A diferencia de Ren, Umi es pésimo para guardarse las cosas. Y cuando está cerca de su hermano, éste alza la mirada curioso.

—Creo que algo muy malo va a pasar —dice con la voz un poco nerviosa. Ren se incorpora limpiándose las manos en su pantalón de trabajo, él también sabe que algo malo va a pasar pero sonríe para hacer sentir a su gemelo, y lo abraza.
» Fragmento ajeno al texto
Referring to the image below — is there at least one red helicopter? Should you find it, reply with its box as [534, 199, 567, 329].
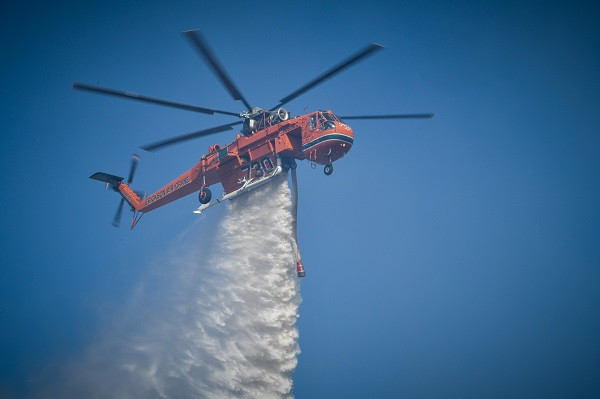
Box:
[79, 30, 433, 276]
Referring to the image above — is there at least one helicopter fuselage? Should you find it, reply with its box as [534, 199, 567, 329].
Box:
[118, 111, 354, 213]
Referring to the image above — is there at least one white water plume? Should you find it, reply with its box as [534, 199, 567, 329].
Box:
[40, 179, 300, 398]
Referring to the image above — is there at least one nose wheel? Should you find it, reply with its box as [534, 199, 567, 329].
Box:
[198, 187, 212, 204]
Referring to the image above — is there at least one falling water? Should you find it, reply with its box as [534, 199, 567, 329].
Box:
[40, 178, 300, 398]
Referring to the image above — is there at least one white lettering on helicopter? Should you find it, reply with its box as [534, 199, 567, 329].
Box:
[242, 157, 275, 181]
[146, 177, 190, 206]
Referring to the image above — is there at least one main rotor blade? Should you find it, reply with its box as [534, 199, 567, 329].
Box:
[113, 197, 125, 227]
[340, 114, 433, 120]
[127, 154, 140, 185]
[73, 82, 240, 116]
[140, 121, 242, 151]
[182, 30, 252, 111]
[271, 43, 383, 111]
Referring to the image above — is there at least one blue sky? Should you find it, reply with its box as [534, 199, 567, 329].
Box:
[0, 1, 600, 398]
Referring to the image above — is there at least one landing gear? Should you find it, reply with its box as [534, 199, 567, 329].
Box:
[198, 187, 212, 204]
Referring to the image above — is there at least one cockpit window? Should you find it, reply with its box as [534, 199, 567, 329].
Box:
[319, 112, 335, 130]
[308, 114, 317, 130]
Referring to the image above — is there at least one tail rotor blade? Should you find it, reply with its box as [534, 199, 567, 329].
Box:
[127, 154, 140, 185]
[113, 198, 125, 227]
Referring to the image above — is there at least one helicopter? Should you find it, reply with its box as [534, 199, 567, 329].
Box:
[82, 30, 433, 276]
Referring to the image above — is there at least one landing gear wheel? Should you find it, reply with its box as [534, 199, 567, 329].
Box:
[198, 187, 212, 204]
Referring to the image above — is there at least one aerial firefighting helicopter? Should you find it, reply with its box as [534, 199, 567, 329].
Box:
[79, 30, 433, 276]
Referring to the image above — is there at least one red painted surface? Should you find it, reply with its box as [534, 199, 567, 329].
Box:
[119, 111, 354, 213]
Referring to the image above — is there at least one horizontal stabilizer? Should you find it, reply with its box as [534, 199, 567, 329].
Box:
[90, 172, 123, 184]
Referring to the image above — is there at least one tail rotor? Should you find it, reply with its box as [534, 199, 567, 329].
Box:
[112, 154, 140, 227]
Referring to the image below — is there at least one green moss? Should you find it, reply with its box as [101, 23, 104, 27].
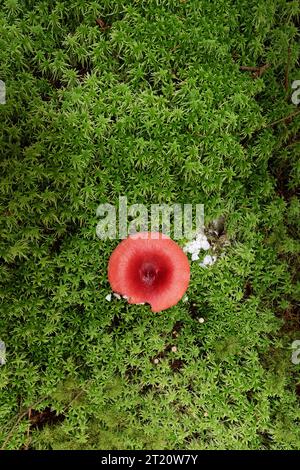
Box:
[0, 0, 300, 449]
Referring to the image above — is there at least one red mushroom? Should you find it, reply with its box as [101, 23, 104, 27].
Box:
[108, 232, 190, 312]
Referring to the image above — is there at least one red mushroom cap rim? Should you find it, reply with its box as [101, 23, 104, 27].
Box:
[108, 232, 190, 312]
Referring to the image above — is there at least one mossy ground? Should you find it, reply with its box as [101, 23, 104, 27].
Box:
[0, 0, 300, 449]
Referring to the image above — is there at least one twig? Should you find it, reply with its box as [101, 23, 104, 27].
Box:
[264, 110, 300, 127]
[240, 64, 271, 78]
[240, 65, 259, 72]
[0, 397, 48, 450]
[24, 407, 32, 450]
[284, 46, 291, 92]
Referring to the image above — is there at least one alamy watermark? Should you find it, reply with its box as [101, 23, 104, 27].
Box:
[96, 196, 204, 240]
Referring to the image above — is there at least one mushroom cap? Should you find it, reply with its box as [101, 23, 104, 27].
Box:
[108, 232, 190, 312]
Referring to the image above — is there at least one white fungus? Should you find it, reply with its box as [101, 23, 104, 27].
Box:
[199, 255, 217, 268]
[183, 233, 210, 261]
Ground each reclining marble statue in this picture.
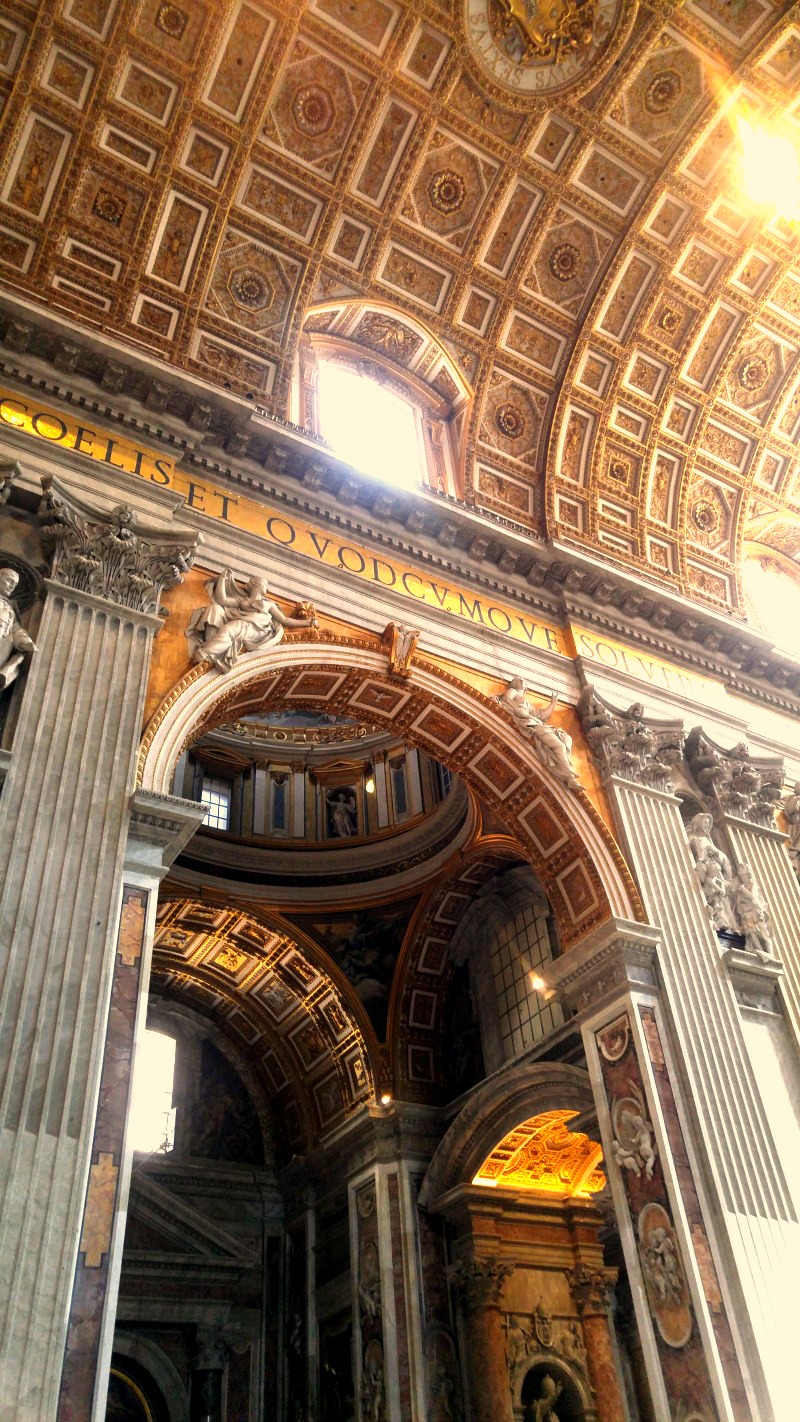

Viktor los observa más allá, desde la ventana de su habitación. También se viste para irse a trabajar. Suspira profundamente. El plan de Yuuri era horrible, lo odiaba, pero desde el punto de vista estratégico era lo mejor que tenía la aldea, después de consultarlo con el consejo, y con su padre, habían decidido que así se haría, sin embargo no quisieron dar más detalle para que el curso del futuro no fuera alterado en lo más mínimo, pues la funcionalidad de dicho se basaba en que los sucesos ocurrieran tal como estaban planeados por parte del enemigo, el factor sorpresa era su mejor arma.

Si no obtenían el éxito con el plan trazado por Yuuri entonces con nada lo lograrían. Confiaba en nadie más que en Yuuri para eso, y por ende, porque sabía que era un Shiboni extraordinario es que seguiría sus recomendaciones. Aún así, el que él se expusiera tanto no podía sencillamente aceptar.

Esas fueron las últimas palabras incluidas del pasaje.